I arrived at my bus stop at 8:12 and the bus arrived at 8:24. I boarded to a completely empty bus and a driver I've never seen before. I can't remember the last time I boarded an empty bus, especially at this hour of the day and with this being about the 6th stop on the inbound route. I checked the time on the bus's LED time/date/route display to make sure I hadn't fallen into some kind of time warp.
At the Conifer/Gorman stop, a piggy-banker boarded. Clink. Clink. Clink. Clink. Clink. Clink. Clink.
At the Marcom/Gorman stop, a plus-sized man boarded who uses a fare card that requires a show of ID, which he didn't have out and ready. Don't get me started on why the f*ck people can't spend the time they are waiting for the bus to get their sh*t together; not unlike the people in a fast food line not knowing their order by the time they get to the register. But I have already digressed...
The guy took a seat saying, "I'll pay at the next stop." By the time we stopped at the next traffic light, he'd rifled through his wallet and found his ID, and he stood up and leaned forward to swipe his fare card and show his ID to the driver.

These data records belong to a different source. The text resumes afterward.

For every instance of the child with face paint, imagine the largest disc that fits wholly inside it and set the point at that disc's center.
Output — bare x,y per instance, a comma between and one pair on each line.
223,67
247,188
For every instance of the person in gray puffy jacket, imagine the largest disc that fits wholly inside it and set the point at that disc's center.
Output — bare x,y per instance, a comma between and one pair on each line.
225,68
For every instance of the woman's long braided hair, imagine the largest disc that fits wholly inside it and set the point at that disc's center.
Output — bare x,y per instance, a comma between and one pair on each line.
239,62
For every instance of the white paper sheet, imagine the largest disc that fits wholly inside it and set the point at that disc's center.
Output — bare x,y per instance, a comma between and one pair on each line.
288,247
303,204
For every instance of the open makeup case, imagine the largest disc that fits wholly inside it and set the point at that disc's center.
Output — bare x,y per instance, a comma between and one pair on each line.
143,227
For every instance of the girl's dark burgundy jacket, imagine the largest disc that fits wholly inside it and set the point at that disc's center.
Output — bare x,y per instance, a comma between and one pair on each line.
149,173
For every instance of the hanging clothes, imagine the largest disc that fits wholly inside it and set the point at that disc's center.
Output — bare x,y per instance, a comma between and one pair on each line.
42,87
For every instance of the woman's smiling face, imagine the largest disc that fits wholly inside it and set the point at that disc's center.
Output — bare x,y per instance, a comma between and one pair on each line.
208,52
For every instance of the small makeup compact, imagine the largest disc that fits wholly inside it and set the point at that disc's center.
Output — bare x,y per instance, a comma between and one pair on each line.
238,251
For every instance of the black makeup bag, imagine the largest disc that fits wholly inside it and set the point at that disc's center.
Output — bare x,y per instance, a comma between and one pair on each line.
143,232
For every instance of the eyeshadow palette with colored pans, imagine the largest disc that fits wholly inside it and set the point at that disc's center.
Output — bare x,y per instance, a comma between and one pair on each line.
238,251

Oh my God, Becky, look at that butt.
You could've gotten lost in the valley of the shadow of crack between the big black mounds that were exposed as he bent over. It was enough to put a plumber to shame.
I had an uneventful work day, with no meetings. Here's to that.
There were two people on the bus home with work uniforms on—one from Krispy Kreme and the other from Hardee's. They made me think of 313's SIN advertisement, which is for their "Service Industry Night"—"[C]ome out and relax from your trying day with the public," their ad says.
I got to the gym at about 5:40, where the parking lot was totally jammed, with just a few open spots left.
I skipped the ab crunches today and went directly to the elliptical machine, since 1) I was short on time today, and 2) In the midst of the very crowded place, the machine I like to use the most was actually available. That would be the one that is closest to the free-weight area, with the best view—if you know what I mean. And I think you do.
I think if I were deaf I'd go absolutely ape-sh*t reading closed captions. The TV in front of my elliptical machine was tuned to ABC 11 and their 5:00 News—or 5:30 News, whatever would have been on at 5:45—and it had so many mistakes in their closed captions that it was exasperating.
The most egregious of the erroneous captions occurred during a blurb about Regis Philbin's new memoir, which it noted, "...will reflect on his rear, spanning decades and including stories about..." Oh my God, Becky, look at that butt redux.
On my way to Helios to meet Anna at 7:00, I dropped by the Cameron Village library, where I returned Bill Bryson's A Short History of Nearly Everything, and picked up my reserved copy of Alice Walker's The Color Purple.
I didn't finish Bill Bryson's book, but I haven't ruled out going back to it. It's just that it was coming due, and my Mostly Social Book Club has decided to read The Color Purple, so it's taking precedence.
I have, of course, seen the movie of The Color Purple, from which my favorite song is Miss Celie's Blues, but I have never read the book.
Anna and I sat outside at Helios, where the weather was awesome, the company comfortable, and the conversation exceptional, and where I learned about the concepts of twee and emo. Let's ignore the fact that I, at first, thought she was talking about Tweedle Dee and Elmo. Bless my pop-culture-challenged mess.
While Anna was buying me a cup of coffee, a guy hit on her, which spurred an interesting discussion (between us, not with the guy) about saying hello to someone of the opposite sex (or in my case, of the same sex) in public places such as coffee shops and (gay and straight) bars.
I was home by 10:30 and in the bed shortly after that, where I opened The Color Purple with great anticipation, which was immediately squelched by 1) it being written in dialect, and 2) it being written mostly as a series of letters that start off, "Dear God." Ugh.